Writing a novel is hard. You sit and pull words and characters from your brain and shape them into something like a story. You revise and edit and change and eventually end up with a finished draft.
Rewriting a novel is even harder. I finally finished the rewrite on the first chapter of The Killing Type.
I’ve been fighting with myself mentally for weeks. I’ve been in a state of suspended animation, not looking back but unable to move forward. I had a death to deal with, a memorial service, the swing of mourning to readjusting to mourning again, and finally everything seems to have settled down.
I spent last Saturday with Cat. I realized I’ve forgotten what it’s like to have fun. We had lunch, spent all day at the outdoor mall with her husband, his brother and tiny nephew, went a series of student plays, and then watched a movie and drank tea on her couch. I’ve spent so much of the last few weeks internalizing and shifting, that I’d neglected letting myself have fun. We talked about writing and where we were in revisions.
I felt better about where I was headed, but when I sat down to gut my novel, I couldn’t. I stared at it, I watched makeup tutorials on YouTube, I thought about the changes I wanted. I edited it, little by little. As difficult as it was to pour out those first 80,000 words, this rewrite felt like I was sinking my nails into a beast and scraping at bone to find the better story. And it sucked.

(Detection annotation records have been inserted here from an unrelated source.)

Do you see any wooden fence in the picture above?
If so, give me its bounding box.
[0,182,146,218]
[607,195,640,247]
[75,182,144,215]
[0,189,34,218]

Confession: It’s terrifying. I’m afraid. Afraid that it’s just a lost cause, that the story sucks, that I suck, that it will never be good enough, that I’m wasting my time, that I’m wasting my life. What if I can’t fix it?
I’m lucky that I have an amazing group of friends who listen to my worries and support me. I don’t blame myself for being out of sorts. I don’t blame myself for recognizing the “writer’s slump.” I unchaptered everything and dissected it. It’s waiting to be rebuilt. I’m not out of it yet, but I’m still fighting, tooth and nail.
And I finished it. The new first chapter is sent to my CPs and I await their judgement. I feel good about it. It’s not perfect, and that’s okay. It doesn’t have to be. I’m starting again, starting over. It’s okay that I’m afraid, it’s okay that this will be difficult. I know where I’m going and I’m determined to get there.
Now let’s cut up chapter two.
Other news: You may (or may not) have noticed that my blog has a new name! Inspired by my favorite quote from Edgar Allan Poe: “There can be no exquisite beauty without some strangeness.” I’ll be slowly revamping the blog. If you have suggestions on content you’d like to see, please leave suggestions below or feel free to message me on Twitter @ExquisitelyOdd
Unfortunately, I have not been able to make any vlogs lately due to my built-in camera refusing to play well with iMovie. Hopefully, I can fix this because I really miss making vlogs. For now, it’s just one blog a week.